Even though they eat Chinese food with delivery and chipolte, their biceps are as big as your thighs.Their nipples are overgrown and all the flesh of their breasts has been replaced by steel. When you suck on their nipples, growth hormones are released.
Herbicepscam bitches may be intimidating to look at, but their website is not. The design is sharp and attractive, not offbeat. The main menu is at the top, with Home, Live Cam, Models, Video, Muscle Star, VR Video, HB Theatre, Search, Purchase Credits and My Message options. Just behind the main menu are the drop-down menus: "My Panel," "My Videos," "Buy Credits," "Upgrade to VIP," "Need Help," and "Sign Out."
Herbicepscam doesn't just work with live performers. They also have a huge selection of premium videos that you can rent using the same credits you use to tip and pay models. There are 11,000 titles available in categories such as flexion, muscle control, strength, pecs, biceps and legs.
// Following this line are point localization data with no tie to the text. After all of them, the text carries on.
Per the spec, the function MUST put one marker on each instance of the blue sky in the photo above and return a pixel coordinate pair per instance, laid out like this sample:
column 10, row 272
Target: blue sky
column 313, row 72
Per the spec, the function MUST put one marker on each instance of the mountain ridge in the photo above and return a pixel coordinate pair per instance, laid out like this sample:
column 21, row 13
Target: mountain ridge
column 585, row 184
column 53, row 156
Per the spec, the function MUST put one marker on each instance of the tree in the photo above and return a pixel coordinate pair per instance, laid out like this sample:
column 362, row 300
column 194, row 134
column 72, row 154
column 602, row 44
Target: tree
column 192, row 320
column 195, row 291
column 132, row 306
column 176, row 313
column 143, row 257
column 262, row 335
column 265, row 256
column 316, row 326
Herbicepscam even offers a selection of virtual reality content. If you think these bitches look classy on live cameras or regular video, you'll be shocked to the core when you see them in 3D VR. The tension of the veins alone will send shivers down your spine. If you prick a bitch's veins with a needle, the mixture of blood and creatine will fly around the room with enough force to break through a bank vault door.
The cunts pictured here range from particularly healthy to abnormally bloated. Some girls do a few minutes of weight lifting after a cardio workout, while others think cardio is for girls and that it's pointless unless it sounds like a bulldozer tire flicking. The only indication that they are women is that their lululemon are not pushing off.
In this respect, these decubas always wear false breasts. After years of supplementing with anabolic steroids and dry serum, they no longer have enough estrogen to support breast meat production. As a result, the mammary glands are replaced by pectoral muscles, and the last vestiges of femininity are scattered to the wind. So they sew a few silicone pouches to their breasts, restore the mammary glands, and that's the end of it. The result is not very favorable, but it's better than looking chin down like John Cena.
If there's one thing I can tell my readers, it's to talk to your doctor about adding testosterone to your diet. Even if you and your mom look like a 12-year-old kid on a Call of Duty forum, that doesn't mean you can't enjoy more masculine women than you would like. These cunts can improve you to be more than the sum of your parts. Perhaps masturbating with a woman who is more masculine than you is stimulating.
Herbicepscam has created a top-notch live-cam site, but it could still be improved upon. One is the lack of a photo gallery. Of course, not every site needs one, but a site dedicated to She-Hulks just needs one.
We may not use our biceps to do curls, but we do use them to stroke our dicks. So why not give them an activity to their liking by masturbating with Herbicepscam today.